If you are interested in any of those things-if you want to take Java beyond animated coffee cups and flashy Web pages-you should read this book. It is filled with tricks on both small and large scales: handy snippets of code, complete sample classes, and high-level design strategies designed to help you make the most of Java's unique combination of features.
The authors of this book like Java and think that it has tremendous promise, but you won't find much breathless hype here. We assume that readers are already familiar with the basics of the Java language and API, and if you know that much, you've heard the claims already. So instead of asking you to sit through that again, we've tried to concentrate on information that you can actually use to bring some of the promises to reality. We have been frank about deficiencies in Java and its libraries, steering you away from problem areas, and warning you about bugs and misfeatures which may need to change in some future version of the libraries. We've also tried to provide some of the knowledge you'll need to work around some of the problems on your own.
Roadmap for Readers
This book, as the table of contents shows, is organized in ten parts, each devoted to a different part of the Java environment, or a different aspect of Java programming. The organization is logical, and if it's your goal to become a complete Java expert, you might want to start at the beginning and read straight through to the end.
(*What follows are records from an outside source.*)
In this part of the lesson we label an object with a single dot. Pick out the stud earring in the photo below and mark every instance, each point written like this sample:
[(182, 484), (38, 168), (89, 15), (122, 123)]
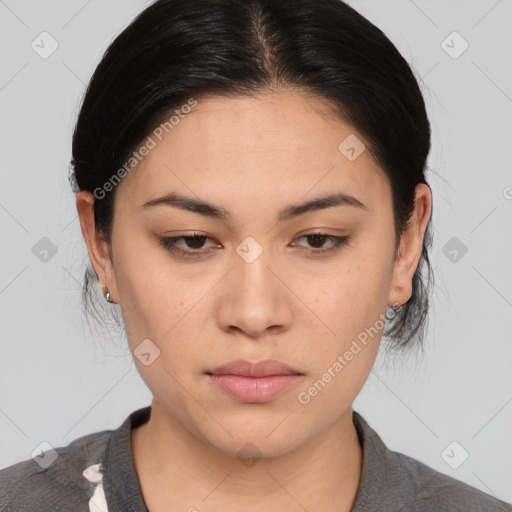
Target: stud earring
[(106, 294)]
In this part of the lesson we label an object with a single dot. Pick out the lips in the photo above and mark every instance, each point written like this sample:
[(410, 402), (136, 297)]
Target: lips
[(254, 382), (260, 369)]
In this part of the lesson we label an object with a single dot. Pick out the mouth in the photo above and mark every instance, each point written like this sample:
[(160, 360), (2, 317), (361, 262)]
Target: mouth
[(254, 382)]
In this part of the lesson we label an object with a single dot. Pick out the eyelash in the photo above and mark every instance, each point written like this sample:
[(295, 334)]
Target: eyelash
[(169, 243)]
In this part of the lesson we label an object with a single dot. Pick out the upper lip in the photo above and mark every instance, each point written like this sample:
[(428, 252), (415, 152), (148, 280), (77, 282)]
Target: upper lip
[(249, 369)]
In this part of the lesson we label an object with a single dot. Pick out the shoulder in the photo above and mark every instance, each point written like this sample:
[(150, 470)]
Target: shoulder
[(433, 490), (400, 483), (55, 478)]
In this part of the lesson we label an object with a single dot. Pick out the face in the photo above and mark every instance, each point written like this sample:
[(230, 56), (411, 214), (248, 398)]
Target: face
[(308, 288)]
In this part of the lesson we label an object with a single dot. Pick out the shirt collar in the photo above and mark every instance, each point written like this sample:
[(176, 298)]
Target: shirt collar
[(380, 469)]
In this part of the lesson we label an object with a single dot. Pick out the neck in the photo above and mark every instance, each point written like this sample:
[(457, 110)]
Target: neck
[(174, 466)]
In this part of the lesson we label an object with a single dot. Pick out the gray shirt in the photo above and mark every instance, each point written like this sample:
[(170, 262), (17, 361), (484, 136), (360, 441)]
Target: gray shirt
[(98, 469)]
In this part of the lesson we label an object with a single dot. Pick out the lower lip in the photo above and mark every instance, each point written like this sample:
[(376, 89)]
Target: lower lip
[(254, 389)]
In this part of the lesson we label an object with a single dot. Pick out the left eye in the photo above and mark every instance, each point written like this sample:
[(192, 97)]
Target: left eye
[(196, 241)]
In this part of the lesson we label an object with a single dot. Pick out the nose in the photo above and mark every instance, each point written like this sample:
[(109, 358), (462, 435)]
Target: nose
[(255, 300)]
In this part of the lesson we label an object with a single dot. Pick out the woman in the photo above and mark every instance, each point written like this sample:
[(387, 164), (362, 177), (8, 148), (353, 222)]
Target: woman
[(250, 186)]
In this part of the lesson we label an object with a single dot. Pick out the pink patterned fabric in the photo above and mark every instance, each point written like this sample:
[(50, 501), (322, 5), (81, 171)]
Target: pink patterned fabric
[(97, 503)]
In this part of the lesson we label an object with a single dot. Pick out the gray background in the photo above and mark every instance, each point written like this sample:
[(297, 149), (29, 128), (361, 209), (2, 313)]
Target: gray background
[(58, 380)]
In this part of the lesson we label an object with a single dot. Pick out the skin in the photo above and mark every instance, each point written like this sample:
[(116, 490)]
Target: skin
[(253, 157)]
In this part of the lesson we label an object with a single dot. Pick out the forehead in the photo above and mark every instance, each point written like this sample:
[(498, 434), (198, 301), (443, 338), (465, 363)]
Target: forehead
[(273, 145)]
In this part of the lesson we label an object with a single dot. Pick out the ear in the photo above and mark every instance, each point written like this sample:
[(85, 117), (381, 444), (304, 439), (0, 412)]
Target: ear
[(96, 244), (411, 244)]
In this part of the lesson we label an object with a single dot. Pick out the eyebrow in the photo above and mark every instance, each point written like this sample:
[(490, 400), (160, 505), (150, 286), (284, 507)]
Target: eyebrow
[(292, 211)]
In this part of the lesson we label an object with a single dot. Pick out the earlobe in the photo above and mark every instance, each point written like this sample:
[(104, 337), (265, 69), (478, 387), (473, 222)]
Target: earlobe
[(97, 247), (411, 246)]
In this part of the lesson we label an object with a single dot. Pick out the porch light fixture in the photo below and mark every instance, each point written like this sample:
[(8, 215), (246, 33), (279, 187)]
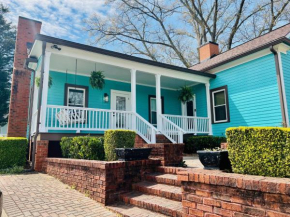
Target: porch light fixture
[(106, 97), (55, 47)]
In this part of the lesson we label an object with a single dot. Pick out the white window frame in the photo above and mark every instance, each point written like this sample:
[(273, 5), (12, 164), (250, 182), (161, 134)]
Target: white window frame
[(76, 88), (213, 106)]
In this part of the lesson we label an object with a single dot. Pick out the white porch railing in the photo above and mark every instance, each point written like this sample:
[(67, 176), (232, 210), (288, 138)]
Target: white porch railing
[(190, 124), (90, 119), (173, 132)]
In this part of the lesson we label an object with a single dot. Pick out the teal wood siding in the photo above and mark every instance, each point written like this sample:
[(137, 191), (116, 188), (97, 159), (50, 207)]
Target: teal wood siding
[(286, 72), (253, 94), (56, 94)]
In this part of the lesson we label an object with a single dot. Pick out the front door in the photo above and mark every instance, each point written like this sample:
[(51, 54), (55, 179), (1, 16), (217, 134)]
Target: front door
[(120, 101)]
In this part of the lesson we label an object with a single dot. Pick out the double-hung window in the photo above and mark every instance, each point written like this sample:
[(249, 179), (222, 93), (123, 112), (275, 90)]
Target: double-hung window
[(220, 105), (76, 96)]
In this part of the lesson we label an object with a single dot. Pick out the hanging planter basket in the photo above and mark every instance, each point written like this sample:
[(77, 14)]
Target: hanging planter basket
[(37, 81), (185, 94), (97, 80)]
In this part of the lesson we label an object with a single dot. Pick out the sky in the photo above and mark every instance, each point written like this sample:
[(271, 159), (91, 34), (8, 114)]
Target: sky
[(60, 18)]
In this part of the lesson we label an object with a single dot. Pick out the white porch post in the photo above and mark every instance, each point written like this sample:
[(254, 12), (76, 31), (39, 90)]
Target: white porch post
[(44, 91), (208, 107), (158, 102), (133, 97)]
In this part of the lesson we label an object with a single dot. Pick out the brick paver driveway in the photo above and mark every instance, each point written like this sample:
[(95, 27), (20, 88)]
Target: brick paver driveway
[(36, 194)]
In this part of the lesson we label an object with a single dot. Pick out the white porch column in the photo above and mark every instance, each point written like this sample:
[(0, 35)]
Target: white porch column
[(44, 91), (133, 96), (208, 107), (158, 101)]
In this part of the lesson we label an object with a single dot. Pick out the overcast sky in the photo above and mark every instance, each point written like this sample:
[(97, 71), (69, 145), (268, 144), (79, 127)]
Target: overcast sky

Most readers, however, will have more pragmatic goals, and will want to choose the chapters that are particularly relevant to their needs. Hopefully, somewhere in the next few paragraphs you will find an approximation to your own goal, along with pointers to chapters which should help you along your way.
Most readers will find Parts 2, 3, and 4 useful: they cover I/O and concurrency, advanced AWT topics, and graphics-topics which are important for all kinds of Java programs. Also of general interest is Part 7, "Using Java Tools," which covers graphical development environments and other Java tools.
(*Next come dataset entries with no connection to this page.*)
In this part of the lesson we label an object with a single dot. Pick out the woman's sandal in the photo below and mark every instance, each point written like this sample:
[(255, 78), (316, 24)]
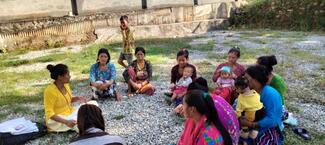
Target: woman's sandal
[(303, 133)]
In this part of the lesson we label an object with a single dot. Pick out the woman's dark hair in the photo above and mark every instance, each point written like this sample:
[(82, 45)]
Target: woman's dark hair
[(268, 62), (241, 82), (199, 84), (259, 73), (183, 52), (57, 70), (235, 50), (90, 116), (104, 50), (204, 104), (124, 17), (140, 49)]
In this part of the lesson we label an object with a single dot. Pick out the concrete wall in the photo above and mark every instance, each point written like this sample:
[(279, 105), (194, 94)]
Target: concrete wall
[(16, 9), (91, 6), (168, 3), (201, 2)]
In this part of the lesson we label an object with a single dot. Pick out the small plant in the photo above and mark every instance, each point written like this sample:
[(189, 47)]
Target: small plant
[(3, 50)]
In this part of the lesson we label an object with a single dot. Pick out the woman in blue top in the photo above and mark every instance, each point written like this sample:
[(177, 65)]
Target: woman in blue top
[(102, 76), (269, 131)]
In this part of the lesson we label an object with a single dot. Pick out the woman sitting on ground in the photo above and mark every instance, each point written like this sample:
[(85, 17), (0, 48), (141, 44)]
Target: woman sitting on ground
[(225, 112), (102, 76), (139, 74), (91, 127), (57, 100), (236, 70), (203, 125), (275, 80), (269, 126)]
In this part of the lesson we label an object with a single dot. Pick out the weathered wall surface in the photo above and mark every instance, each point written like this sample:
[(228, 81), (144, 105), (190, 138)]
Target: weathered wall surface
[(19, 9), (95, 6), (104, 28)]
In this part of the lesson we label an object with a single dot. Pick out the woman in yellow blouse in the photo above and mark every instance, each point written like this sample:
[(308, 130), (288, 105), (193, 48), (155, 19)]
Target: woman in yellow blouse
[(58, 99)]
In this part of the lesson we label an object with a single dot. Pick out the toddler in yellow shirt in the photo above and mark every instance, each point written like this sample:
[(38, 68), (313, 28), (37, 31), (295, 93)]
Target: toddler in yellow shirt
[(248, 105)]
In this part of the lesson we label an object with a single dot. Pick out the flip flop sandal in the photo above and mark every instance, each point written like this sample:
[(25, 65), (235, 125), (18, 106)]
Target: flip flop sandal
[(303, 133), (168, 94)]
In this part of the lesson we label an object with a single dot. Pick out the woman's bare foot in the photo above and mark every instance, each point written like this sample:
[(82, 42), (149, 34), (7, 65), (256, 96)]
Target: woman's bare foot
[(130, 94), (118, 96)]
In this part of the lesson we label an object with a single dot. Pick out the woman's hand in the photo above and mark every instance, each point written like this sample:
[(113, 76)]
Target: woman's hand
[(172, 86), (70, 123), (233, 75), (79, 99), (216, 75), (245, 122)]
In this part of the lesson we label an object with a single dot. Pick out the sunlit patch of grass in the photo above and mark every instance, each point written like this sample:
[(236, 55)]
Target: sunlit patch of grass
[(259, 41), (118, 117), (291, 138), (231, 43), (3, 115), (204, 47)]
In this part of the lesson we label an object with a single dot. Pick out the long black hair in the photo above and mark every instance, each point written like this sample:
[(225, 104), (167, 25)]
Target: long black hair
[(89, 116), (235, 50), (259, 73), (204, 104), (57, 70), (183, 52), (199, 84), (140, 49), (103, 50), (268, 62)]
If you are interested in writing advanced applets that interact with the user and perform useful jobs, you can start at the beginning. Part I deals with advanced applet programming: inter-applet communication, using the MediaTracker to track asynchronous loading of images and other media objects, making good use of the network, and audio. Applet programmers can also make use of the general topics in Parts 2, 3, and 4. Even the I/O chapter will be useful in spite of applet security restrictions, because Java network communication is accomplished using some of the same mechanisms as are used for file I/O.
Readers who want to learn about some of the new Java libraries and frameworks which aren't a part of the 1.0 Java release should turn to the following chapters:
- Chapter 22, "Authentication, Encryption, and Trusted Applets"
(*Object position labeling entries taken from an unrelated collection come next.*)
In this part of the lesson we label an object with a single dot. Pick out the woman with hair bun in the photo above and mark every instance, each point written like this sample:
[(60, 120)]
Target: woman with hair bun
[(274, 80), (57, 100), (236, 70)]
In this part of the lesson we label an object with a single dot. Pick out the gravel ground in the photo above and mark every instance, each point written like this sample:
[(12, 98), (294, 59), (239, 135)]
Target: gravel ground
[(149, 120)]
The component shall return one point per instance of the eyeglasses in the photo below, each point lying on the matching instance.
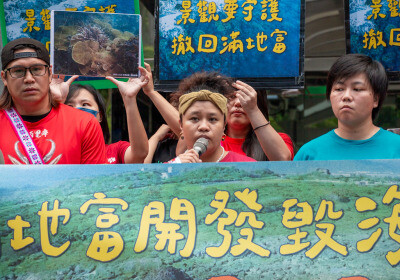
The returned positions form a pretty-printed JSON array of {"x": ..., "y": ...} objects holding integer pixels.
[{"x": 17, "y": 72}]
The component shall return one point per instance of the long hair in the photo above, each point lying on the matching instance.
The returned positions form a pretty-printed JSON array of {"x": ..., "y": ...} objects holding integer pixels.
[{"x": 74, "y": 89}]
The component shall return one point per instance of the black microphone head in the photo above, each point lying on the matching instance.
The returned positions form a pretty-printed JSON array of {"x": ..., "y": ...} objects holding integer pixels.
[{"x": 200, "y": 146}]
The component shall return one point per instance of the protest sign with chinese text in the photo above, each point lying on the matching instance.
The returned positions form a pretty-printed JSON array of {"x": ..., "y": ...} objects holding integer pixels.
[{"x": 265, "y": 220}]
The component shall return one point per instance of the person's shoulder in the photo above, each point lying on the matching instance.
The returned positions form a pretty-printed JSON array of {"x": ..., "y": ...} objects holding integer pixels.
[
  {"x": 389, "y": 135},
  {"x": 119, "y": 144},
  {"x": 74, "y": 113},
  {"x": 235, "y": 157},
  {"x": 309, "y": 149},
  {"x": 320, "y": 139}
]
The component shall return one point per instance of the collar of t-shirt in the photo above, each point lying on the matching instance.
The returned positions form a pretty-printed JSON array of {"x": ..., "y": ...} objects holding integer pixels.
[{"x": 34, "y": 118}]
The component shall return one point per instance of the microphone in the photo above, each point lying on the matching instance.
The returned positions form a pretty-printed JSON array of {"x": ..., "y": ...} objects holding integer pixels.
[{"x": 200, "y": 146}]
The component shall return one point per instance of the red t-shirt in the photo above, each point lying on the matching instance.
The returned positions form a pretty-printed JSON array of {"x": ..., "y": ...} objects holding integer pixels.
[
  {"x": 235, "y": 144},
  {"x": 64, "y": 136},
  {"x": 235, "y": 157},
  {"x": 116, "y": 152}
]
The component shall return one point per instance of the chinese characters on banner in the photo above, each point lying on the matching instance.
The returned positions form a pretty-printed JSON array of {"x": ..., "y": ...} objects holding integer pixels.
[
  {"x": 32, "y": 19},
  {"x": 246, "y": 217},
  {"x": 240, "y": 38},
  {"x": 374, "y": 30}
]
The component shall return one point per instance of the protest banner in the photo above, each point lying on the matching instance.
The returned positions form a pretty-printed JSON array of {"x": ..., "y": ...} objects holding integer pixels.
[
  {"x": 263, "y": 220},
  {"x": 259, "y": 42},
  {"x": 373, "y": 29}
]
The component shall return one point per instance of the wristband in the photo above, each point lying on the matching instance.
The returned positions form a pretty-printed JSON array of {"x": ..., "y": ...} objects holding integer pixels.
[{"x": 261, "y": 126}]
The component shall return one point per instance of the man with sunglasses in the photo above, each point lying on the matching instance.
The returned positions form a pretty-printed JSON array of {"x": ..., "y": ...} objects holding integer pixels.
[{"x": 34, "y": 129}]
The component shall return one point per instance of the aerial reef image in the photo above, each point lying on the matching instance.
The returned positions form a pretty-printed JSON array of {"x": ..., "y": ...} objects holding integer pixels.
[{"x": 96, "y": 44}]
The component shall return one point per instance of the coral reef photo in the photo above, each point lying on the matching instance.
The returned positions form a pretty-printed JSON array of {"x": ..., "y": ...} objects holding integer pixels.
[{"x": 95, "y": 44}]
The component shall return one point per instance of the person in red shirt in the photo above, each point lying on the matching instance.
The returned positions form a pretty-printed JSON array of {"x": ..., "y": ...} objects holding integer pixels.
[
  {"x": 53, "y": 133},
  {"x": 86, "y": 98},
  {"x": 248, "y": 130}
]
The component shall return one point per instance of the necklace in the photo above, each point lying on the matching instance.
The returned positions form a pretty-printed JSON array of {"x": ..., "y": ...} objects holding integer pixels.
[{"x": 222, "y": 155}]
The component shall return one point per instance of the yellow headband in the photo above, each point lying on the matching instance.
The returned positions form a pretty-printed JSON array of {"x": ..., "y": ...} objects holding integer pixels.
[{"x": 186, "y": 100}]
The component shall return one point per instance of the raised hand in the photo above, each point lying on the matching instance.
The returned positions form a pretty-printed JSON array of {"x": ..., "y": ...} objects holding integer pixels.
[
  {"x": 247, "y": 96},
  {"x": 149, "y": 88},
  {"x": 132, "y": 86}
]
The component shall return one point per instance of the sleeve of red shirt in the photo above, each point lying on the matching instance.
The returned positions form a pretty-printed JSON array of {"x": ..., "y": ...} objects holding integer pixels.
[
  {"x": 288, "y": 142},
  {"x": 93, "y": 146}
]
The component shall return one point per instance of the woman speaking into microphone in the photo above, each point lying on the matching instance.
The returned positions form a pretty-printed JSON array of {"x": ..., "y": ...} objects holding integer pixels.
[{"x": 202, "y": 120}]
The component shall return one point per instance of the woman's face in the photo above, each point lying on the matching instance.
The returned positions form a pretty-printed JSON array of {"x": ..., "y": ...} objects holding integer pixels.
[
  {"x": 236, "y": 117},
  {"x": 203, "y": 119},
  {"x": 84, "y": 99}
]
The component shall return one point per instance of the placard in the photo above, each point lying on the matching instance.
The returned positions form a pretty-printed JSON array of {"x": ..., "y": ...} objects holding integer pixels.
[
  {"x": 33, "y": 19},
  {"x": 373, "y": 29},
  {"x": 260, "y": 42},
  {"x": 95, "y": 44},
  {"x": 262, "y": 220}
]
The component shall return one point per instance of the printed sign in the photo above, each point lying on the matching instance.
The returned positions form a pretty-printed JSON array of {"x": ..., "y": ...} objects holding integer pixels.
[
  {"x": 373, "y": 28},
  {"x": 33, "y": 19},
  {"x": 265, "y": 220},
  {"x": 257, "y": 41}
]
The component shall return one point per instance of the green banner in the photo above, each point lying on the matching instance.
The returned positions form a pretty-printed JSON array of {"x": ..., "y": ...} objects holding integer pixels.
[{"x": 265, "y": 220}]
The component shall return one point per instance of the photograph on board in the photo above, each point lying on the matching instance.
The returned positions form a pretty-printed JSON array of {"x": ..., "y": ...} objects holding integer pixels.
[{"x": 95, "y": 44}]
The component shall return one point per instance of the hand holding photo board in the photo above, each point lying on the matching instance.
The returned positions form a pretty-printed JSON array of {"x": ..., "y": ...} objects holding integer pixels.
[{"x": 95, "y": 44}]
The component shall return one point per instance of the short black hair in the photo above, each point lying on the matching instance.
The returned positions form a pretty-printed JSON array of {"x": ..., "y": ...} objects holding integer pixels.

- Chapter 34, "Client-Server Programming"
- Chapter 15, "A Virtual Java-Creating Behaviors in VRML 2.0"
Finally, if you want to build full-fledged applications with Java, able to host applets or dynamically loadable extensions, you might find these sections especially helpful:
- Part 5, "Writing Java Applications"
- Part 6, "Security"
- Part 8, "Java and Other Languages"
- Part 9, "Native Methods: Extending Java in C"
- Part 10, "Expanding Java"
Any book which tries to cover this much territory requires contributions from a lot of people. All of the various authors and most of the production staff at Sams.net who contributed are listed by name in the book, but there are many contributors who are not mentioned by name. Colleagues and network acquaintances have cheerfully answered technical questions. I know that my family and friends have been patient while I was writing, and my wife read every page I wrote and suggested dozens of improvements, wisely placing the quality of the book ahead of my ego. I'm certain that the other authors received similar support and assistance from those close to them. With over a dozen authors, there is no way for us to individually acknowledge everyone who deserves our thanks, but we are appreciative nonetheless.